Front Back Top BottomSide View

You can’t tell from these shots but the Trap Adapter is actually in the case – I cut a small hole to allow the male screw portion of the adapter to come out and then affixed the cap on the outer side of the box.  This was much easier (believe it or not) than trying to glue the cap on to the outside of the box.  It also allowed me to create a lens (which you can see if you zoom in on the first photo).  The bushings used for the eyepieces are also cut into the lid and glued in place.  They too, have lenses.)

I toyed with painting the entire thing in white or a light gray, but in the end, I felt that an olive drab green would be the best choice.  Later, I painted the eyepieces in black, the various “buttons” on the front and side in black or aluminum, and the then used a brush with a flat steel colored paint to create the illusion of wear and tear.  In some spots – notably that large spot in the center of the bottom (last photo), I went over it again, this time using a rust colored paint.  I used a clear sheet of polystyrene (.10″/.03mm) to create “lenses” for the eyepieces and the front lens, using black on the inner side to darken up the lenses.

The project took about three (3) days, although if I had been focused exclusively on it, I could have finished in maybe half of that.  Technically, I ‘m still not finished, because I’d like to seal it all with a coat of dull clear paint.  My home already smells like a chemical factory; I figured that I’d give my olfactory nerves the day off.
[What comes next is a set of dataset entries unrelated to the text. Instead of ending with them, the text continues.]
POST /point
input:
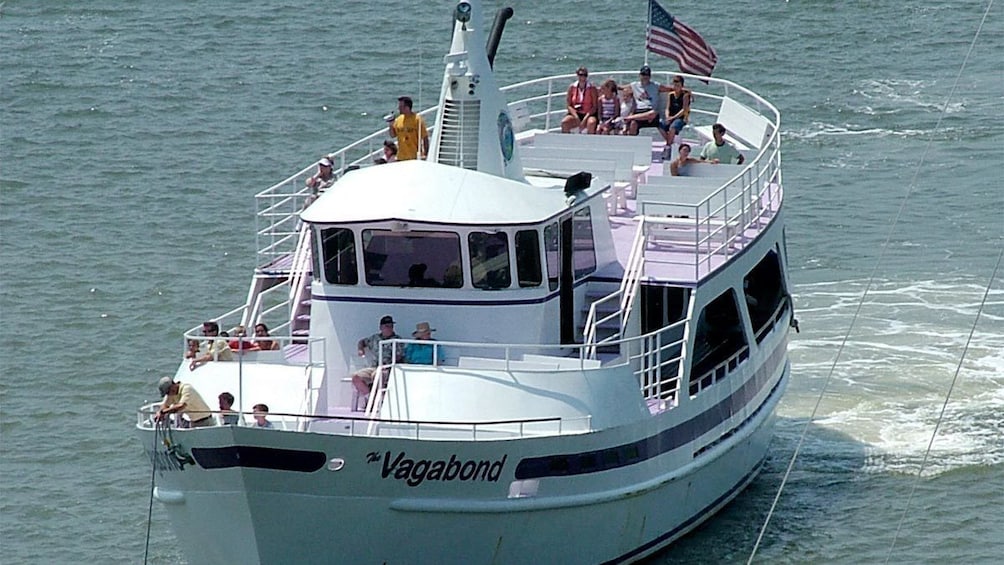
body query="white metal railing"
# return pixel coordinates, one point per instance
(419, 430)
(629, 289)
(299, 270)
(655, 358)
(278, 207)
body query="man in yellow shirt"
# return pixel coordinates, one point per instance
(409, 128)
(183, 398)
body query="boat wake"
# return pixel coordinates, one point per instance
(890, 384)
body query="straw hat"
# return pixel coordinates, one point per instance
(422, 327)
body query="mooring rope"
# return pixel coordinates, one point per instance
(153, 479)
(941, 416)
(860, 303)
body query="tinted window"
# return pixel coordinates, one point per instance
(528, 258)
(416, 259)
(764, 291)
(583, 253)
(553, 256)
(489, 260)
(338, 248)
(719, 339)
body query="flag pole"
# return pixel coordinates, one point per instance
(648, 26)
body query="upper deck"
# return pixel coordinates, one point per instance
(692, 224)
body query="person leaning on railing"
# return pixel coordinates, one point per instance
(217, 349)
(183, 398)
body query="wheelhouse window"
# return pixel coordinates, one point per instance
(489, 260)
(528, 258)
(765, 294)
(583, 250)
(338, 249)
(552, 254)
(719, 342)
(412, 258)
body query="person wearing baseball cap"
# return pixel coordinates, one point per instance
(648, 104)
(410, 130)
(182, 398)
(368, 347)
(324, 177)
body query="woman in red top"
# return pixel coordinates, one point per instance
(581, 100)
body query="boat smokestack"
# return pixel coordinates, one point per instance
(495, 35)
(473, 126)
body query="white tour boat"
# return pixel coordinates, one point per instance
(610, 346)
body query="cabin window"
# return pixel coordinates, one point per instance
(719, 342)
(489, 260)
(583, 252)
(338, 248)
(552, 245)
(412, 259)
(528, 258)
(765, 295)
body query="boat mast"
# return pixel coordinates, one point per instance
(473, 127)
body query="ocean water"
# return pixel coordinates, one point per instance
(133, 136)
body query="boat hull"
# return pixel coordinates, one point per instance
(383, 511)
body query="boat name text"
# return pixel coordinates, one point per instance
(415, 473)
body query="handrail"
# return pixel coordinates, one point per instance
(279, 205)
(626, 292)
(297, 271)
(146, 412)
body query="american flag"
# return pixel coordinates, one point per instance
(672, 38)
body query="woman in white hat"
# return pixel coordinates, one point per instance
(421, 353)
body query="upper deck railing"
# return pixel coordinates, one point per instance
(754, 195)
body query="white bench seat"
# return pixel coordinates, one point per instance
(745, 128)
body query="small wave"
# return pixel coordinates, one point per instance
(819, 129)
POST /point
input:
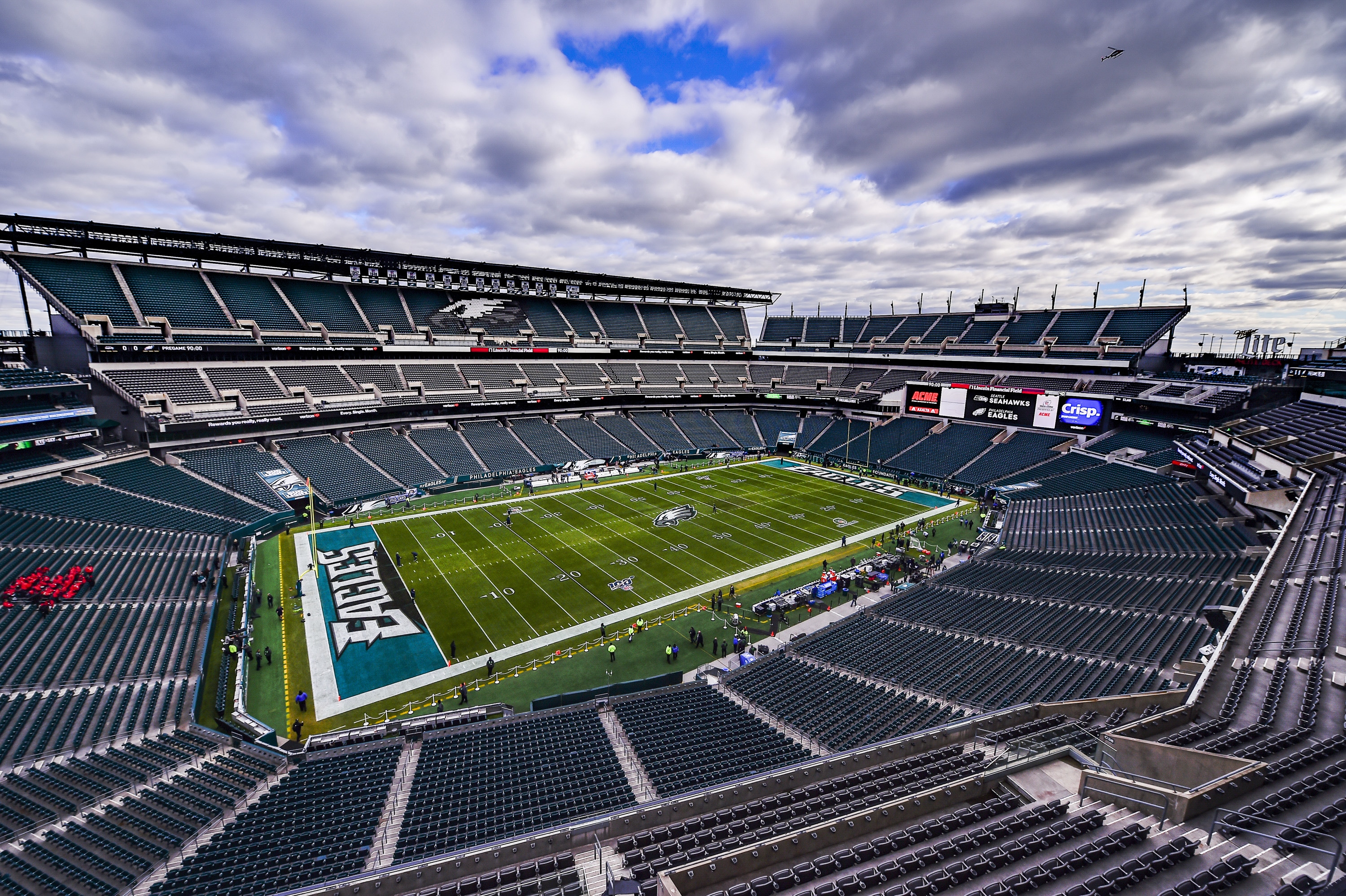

It’s hard to put a price on the project because some of the items used were things I already had.  That said, were I doing this fresh, the entire project would have cost less than $20 USD (not including paints or epoxy).

I’m contemplating making another pair in either a sand (which for Testor’s paints is techincally a faint yellow), or in white.  Having made this pair, I have some ideas on how to improve any subsequent version – mostly correcting errors that I made.  The binoculars have a little heft to them, but not much.  As I’m only doing this for me, I have no idea as to how they’d hold up at a convention or in game play.  But they look great on the shelf and in the limited use that I’ve had for them.

EDIT:  I added a side view (the last photo) that should have been with the initial set.  The only difference that the right side has from the left are the inclusion of the two dial buttons near the D-ring.  (I figured I’d better add some sort of controls to the equipment.)  The left side lacks those dials but makes up for this with more ‘wear and tear.’